Marc était un passionné d’archéologie. Il était aussi un passionné de la discussion. Il adorait raconter et expliquer ses trouvailles sur toutes les tribunes, ce qu’il faisait en trouvant le moyen de transmettre sa passion à ceux qui l’écoutaient. Il a effectué de nombreuses publications dans les milieux scientifiques. Il a également partagé ses connaissances dans les milieux locaux par les moyens les plus divers : fouilles archéologiques ouvertes au public, capsules historiques à la radio, livret de vulgarisation sur le patrimoine archéologique de la MRC de Rouyn-Noranda, cours au Réseau libre savoir, présentations dans les écoles avec son collaborateur David Laroche…
Marc s’intéressait aussi vivement à la protection du patrimoine archéologique et s’impliquait activement pour l’inclure dans les structures municipales et provinciales. En plus de ses actions individuelles, il s’impliquait au niveau associatif, dans le but de contribuer à faire du patrimoine un outil de développement pour la région. Il a été président du Regroupement des sites et monuments historiques de l’Abitibi-Témiscamingue. Il a travaillé auprès du Conseil de la Culture de l’Abitibi-Témiscamingue pendant de nombreuses années et en a été le vice-président, mais également le représentant du secteur patrimoine. Jusqu’à son décès, Marc était président de l’Association des archéologues du Québec, poste qu’il occupait depuis 2011. Le Conseil de la Culture de l’Abitibi-Témiscamingue a reconnu son implication en lui remettant, en 2006, le prix d’excellence dans la catégorie patrimoine et histoire.

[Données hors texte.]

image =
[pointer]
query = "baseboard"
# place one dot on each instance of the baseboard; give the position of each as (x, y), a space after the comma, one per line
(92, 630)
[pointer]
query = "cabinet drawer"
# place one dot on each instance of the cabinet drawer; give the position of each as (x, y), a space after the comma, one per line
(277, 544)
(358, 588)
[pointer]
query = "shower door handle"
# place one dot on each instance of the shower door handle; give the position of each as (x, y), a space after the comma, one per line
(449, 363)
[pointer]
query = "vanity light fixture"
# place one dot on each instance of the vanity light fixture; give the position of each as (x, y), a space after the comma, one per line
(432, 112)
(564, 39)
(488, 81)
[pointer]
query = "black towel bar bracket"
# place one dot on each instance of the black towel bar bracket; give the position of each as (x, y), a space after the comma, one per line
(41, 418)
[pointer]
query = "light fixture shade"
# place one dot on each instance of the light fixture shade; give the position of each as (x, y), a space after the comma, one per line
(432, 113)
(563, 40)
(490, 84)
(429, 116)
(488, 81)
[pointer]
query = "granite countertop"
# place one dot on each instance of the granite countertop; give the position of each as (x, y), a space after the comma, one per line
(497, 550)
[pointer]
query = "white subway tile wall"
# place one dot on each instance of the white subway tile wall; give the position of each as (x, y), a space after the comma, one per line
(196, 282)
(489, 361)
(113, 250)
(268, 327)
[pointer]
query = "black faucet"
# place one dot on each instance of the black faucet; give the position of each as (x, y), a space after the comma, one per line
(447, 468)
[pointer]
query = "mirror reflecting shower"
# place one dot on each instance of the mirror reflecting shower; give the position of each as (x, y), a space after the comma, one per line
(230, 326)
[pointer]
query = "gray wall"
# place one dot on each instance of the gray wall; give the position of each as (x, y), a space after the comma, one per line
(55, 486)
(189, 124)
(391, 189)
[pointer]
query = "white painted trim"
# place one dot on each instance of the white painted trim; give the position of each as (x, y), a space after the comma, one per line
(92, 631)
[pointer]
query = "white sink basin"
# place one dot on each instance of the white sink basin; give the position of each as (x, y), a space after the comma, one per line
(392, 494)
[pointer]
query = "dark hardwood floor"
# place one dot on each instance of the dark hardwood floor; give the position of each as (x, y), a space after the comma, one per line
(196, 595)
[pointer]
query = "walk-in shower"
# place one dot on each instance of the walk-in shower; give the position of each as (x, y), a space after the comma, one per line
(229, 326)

En 2004, Marc présentait une communication à l’Association des archéologues du Québec où il dressait le bilan de ses activités et où il démontrait que malgré des débuts modestes, l’Abitibi-Témiscamingue était désormais devenue une « île de connaissances dans un océan d’ignorance »[1] en matière d’archéologie québécoise. Le choix des mots n’était pas exagéré. À cette date, l’Abitibi-Témiscamingue pouvait se vanter d’avoir bénéficié d’un programme de recherche continu pour lequel Marc avait été un moteur constant. Au cours de la même présentation, Marc suggérait de reproduire le succès du modèle témiscabitibien ailleurs. L’idée a fait son chemin depuis et aujourd’hui, un projet semblable au modèle d’Archéo-08 existe en Côte-Nord… dont le coordonnateur est un ancien collaborateur de Marc qui, par ailleurs, a fait son mémoire de maîtrise sur des collections archéologiques d’Abitibi-Témiscamingue! Des projets similaires existent aussi à la Baie-James, avec également un collaborateur de Marc impliqué dans le processus.
La personnalité joyeuse et enthousiaste de Marc va nous manquer ; son héritage s’est quant à lui transmis et continuera de grandir.
[1] CÔTÉ, Marc. 2004. « L’Abitibi-Témiscamingue, une île de connaissances dans un océan d’ignorance », Archéologiques, n° 17, pp. 94-96.